ナルサスを挟んで隣に座るダリューンもどこか気まずそうに咳払いした。
殿下だけでなくダリューンからもダメだと言われるとどうしても嬉しさが込み上げてきて仕方ない。
つい言ってしまった本人はすこしばかり居心地悪さがあるのか落ち着かない様子だ。
「ともあれ私は三年の間にルシタニア人を追い払い、王都を奪還しておかねばならぬのだな。」
「御意。さしあたって殿下にお願いがございます。」
「なんだ?」
嬉しそうに顔を明るくするアルスラーン。
いつも頼ってばかりの彼なので、他人から頼られることが嬉しくて仕方ないらしい。
「はい。ペシャワールに帰還した後、エレンを正式に私の補佐官兼弟子として召し抱えたく存じます。」
「お主の補佐官にか?」
「彼女には官吏としての才が十分に備わっております。任命してすぐは周りからの僻みがありましょうが。まぁそこはなんとでもなりましょう。」
「ナルサスの弟子となると大変ではないか?」
『私は…、それでも良いと思っております。』
ダリューンの心配も嬉しくはあるが、これはエレン個人の問題である。
若い娘だとか、女だとか言われることは予想している。
それにどう立ち向かい、自分の有能さを知らしめることが出来るか。
そこにおいて、アルスラーンの贔屓があってはいけない。
彼のよく知る人物だからと一方に味方してはペシャワール城内で亀裂が生まれることになるだろう。

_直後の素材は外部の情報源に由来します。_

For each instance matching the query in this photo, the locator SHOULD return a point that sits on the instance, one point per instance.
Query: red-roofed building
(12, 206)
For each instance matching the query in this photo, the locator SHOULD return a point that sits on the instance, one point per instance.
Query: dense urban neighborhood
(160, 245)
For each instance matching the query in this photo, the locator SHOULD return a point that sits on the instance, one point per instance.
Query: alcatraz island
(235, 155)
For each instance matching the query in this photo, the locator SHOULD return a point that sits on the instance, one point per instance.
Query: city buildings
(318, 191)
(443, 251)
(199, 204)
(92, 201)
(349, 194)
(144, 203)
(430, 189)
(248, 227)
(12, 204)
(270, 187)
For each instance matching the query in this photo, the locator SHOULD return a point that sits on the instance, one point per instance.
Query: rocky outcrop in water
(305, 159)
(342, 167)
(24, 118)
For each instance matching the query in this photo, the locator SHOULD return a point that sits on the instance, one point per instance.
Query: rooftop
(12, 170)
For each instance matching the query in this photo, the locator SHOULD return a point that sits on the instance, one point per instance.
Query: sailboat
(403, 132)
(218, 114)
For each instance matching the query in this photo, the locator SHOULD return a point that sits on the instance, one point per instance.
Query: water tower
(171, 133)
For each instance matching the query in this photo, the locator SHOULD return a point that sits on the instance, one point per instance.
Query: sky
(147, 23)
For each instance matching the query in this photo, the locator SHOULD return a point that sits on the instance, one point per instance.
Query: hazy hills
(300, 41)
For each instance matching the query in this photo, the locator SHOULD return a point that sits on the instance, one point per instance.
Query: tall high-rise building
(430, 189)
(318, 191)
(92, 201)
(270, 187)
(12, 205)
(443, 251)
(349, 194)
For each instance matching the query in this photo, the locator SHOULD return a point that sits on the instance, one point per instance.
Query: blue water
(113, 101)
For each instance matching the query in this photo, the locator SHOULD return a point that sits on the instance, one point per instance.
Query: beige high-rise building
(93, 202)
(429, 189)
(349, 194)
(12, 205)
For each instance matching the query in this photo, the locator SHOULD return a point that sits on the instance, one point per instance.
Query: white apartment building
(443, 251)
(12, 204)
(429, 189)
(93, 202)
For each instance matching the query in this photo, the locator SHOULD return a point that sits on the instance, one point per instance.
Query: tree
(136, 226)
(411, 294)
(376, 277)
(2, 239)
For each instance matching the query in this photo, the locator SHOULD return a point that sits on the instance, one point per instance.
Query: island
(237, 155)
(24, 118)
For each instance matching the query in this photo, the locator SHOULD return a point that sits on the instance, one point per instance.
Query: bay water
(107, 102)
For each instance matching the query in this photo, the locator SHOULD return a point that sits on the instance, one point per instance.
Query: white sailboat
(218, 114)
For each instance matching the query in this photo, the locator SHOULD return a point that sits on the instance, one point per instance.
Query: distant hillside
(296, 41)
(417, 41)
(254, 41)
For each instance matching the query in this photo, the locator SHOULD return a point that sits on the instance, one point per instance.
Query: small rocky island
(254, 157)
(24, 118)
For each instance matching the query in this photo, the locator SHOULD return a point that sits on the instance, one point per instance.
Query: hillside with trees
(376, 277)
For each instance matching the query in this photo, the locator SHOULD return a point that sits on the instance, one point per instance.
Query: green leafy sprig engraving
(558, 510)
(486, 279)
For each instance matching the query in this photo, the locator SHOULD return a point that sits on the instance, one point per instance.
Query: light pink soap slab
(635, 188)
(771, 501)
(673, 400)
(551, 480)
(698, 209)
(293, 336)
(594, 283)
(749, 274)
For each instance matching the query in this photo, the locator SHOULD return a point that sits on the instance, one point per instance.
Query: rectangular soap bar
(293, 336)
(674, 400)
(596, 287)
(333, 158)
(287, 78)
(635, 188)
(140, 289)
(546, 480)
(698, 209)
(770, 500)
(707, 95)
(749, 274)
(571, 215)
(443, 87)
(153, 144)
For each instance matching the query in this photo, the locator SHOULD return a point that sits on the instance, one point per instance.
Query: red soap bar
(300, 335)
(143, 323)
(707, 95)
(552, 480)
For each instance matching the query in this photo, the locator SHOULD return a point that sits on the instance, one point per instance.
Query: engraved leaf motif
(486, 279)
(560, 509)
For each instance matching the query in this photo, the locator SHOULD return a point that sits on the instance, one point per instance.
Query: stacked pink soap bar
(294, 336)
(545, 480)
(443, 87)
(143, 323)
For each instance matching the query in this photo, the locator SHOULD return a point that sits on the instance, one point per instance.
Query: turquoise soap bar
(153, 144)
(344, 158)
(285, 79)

『よく父に言われました。私の娘として騎士や官吏といった官職に付くのなら女だからと言う輩が必ずいる。その時は完膚なきまでに叩きのめし黙らせてやれ、と。』
「さすがサーム殿だな。」
ナルサスをはくっくと笑いが込み上げてくる。
なんとも頼もしい限りだ。
しかしその隣で不満げな顔をする男がいる。
「俺はエレンがお前のようになってしまわぬか心配だ。」
「ほう。それはどういう意味だ。」
『ダリューン様は私がナルサス様のように性格の悪い女になるのを心配されてるのですか?』
ダリューンの向かいに座る彼女にその通りだ、と頷いてみせる。
「そう、褒めないでくれ。私は慎ましい男だ。」
性格が悪いと言われて喜ぶ男はあとにも先にもきっと彼だけだろう。
『そうなったとして、私の方がナルサス様よりマシな絵を描く自信がありますよ。』
「…ふっ、」
思わず吹き出してしまうダリューン。それを横目に苦い顔をするナルサスは売り言葉に買い言葉のように言い返す。
「画聖マニの再来とも言われるこの俺よりもお主の方がマシな絵が描けると申すか。」
「だから誰が言うかっ。」
「はははっ、」
このくだり、前にも見たなと思いながらそれでも楽しそうなアルスラーン殿下と笑うエレン。
ペシャワールに帰ればこのようなやり取りも忙しさのあまり、減ってしまうことだろう。
そう思えばこそ、この何気ない会話がとても大切に思えてくるのだ。
願わくば四人でこの先ずっとこんなくだらない会話が出来ればいいな、と切実に願うばかりである。
* * *
野営地を出発し、再びペシャワールに向けて行軍するパルス軍。
荷馬車に乗りその様子を見ながらぼーっと見つめるエレンのもとに一人のパルス兵がやってくる。
「エレオノール様!」
『!、どうしましたか?』
「軍の最後尾を付けてくる者がいるとの報告が。」
『何人くらい?』
「それが…たった一人なのです。」
『一人…?』
しかも徒歩なのだとか。
てっきりラジェンドラ軍の者かと思ったがどうやら様子が違うらしい。
付かず離れず、ずっと後を付いてくると。
とくに隠れる様子もなく、かといって近づくでもなく。
『変ね…。あ、エラム!』
「はいっ。」
ちょうど糧食部隊から先頭に戻ろうとするエラムを見つけたので、アルスラーン殿下に伝言を頼むことに。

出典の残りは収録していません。